Git Metadata Integrity Checks?

1

I was wondering today how well git ensures the integrity of its metadata and I am a bit surprised by what I encountered. I used the following simple setup for testing:

  • Two working repositories, called x and y
  • A bare repository, called xy.git

So, initially x and y are pushing to and pulling from x.git and everything works just fine. Now, let's say one of the metadata objects (.git/objects/...) in x.git becomes corrupted for whatever reason (choose your favorite random incident).

I was actually assuming that something will break at the next push or pull, but to my surprise, everything appeared to work fine. More commits, more pushing and pulling, no problems. The first time something was reported to be corrupted was when I tried to clone another working repository from the bare repository, leaving my clone in an unusable state.
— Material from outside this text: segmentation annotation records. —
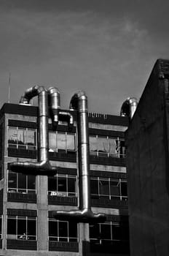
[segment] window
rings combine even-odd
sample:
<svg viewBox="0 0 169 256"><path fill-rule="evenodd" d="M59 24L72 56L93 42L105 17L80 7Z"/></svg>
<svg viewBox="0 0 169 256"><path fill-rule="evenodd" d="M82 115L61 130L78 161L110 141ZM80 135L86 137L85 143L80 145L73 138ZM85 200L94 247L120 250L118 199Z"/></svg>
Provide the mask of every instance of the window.
<svg viewBox="0 0 169 256"><path fill-rule="evenodd" d="M93 177L90 179L90 188L92 198L127 200L127 181L121 178Z"/></svg>
<svg viewBox="0 0 169 256"><path fill-rule="evenodd" d="M75 151L75 135L68 132L50 132L49 148L50 152Z"/></svg>
<svg viewBox="0 0 169 256"><path fill-rule="evenodd" d="M36 150L36 129L8 127L8 147Z"/></svg>
<svg viewBox="0 0 169 256"><path fill-rule="evenodd" d="M49 240L55 241L78 241L77 224L49 219Z"/></svg>
<svg viewBox="0 0 169 256"><path fill-rule="evenodd" d="M48 178L48 195L76 197L76 176L57 174Z"/></svg>
<svg viewBox="0 0 169 256"><path fill-rule="evenodd" d="M90 136L90 154L106 157L125 157L125 140L109 136Z"/></svg>
<svg viewBox="0 0 169 256"><path fill-rule="evenodd" d="M8 170L8 192L36 194L36 176Z"/></svg>
<svg viewBox="0 0 169 256"><path fill-rule="evenodd" d="M119 222L106 222L90 225L90 241L111 244L112 241L128 241L128 225Z"/></svg>
<svg viewBox="0 0 169 256"><path fill-rule="evenodd" d="M7 238L36 240L36 217L8 216Z"/></svg>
Now I thought it is not that bad, because thanks to git's architecture, I can simply dump the bare repository in the worst case, and recreate it with all history from one of my working sets. But no. Without any notice, the corrupted file has made its way through the pulling into the working repositories, making it impossible to clone a new bare repository from them as well.

This happens not only when I start with a corrupted file in the bare repository, it is also possible to introduce a corrupted file from a working repository in a bare one this way.

Sure, one might be able to fix this by other means, but I'm still surprised (and a bit concerned) how easy it appears to be to mess up the repository for everyone working with it. Especially since the error can remain unnoticed until the next time someone tries to clone. Shouldn't there be checks against this, somewhere, somehow?

Anyone here willing to try if it is reproducible? I experimented with git version 2.7.4.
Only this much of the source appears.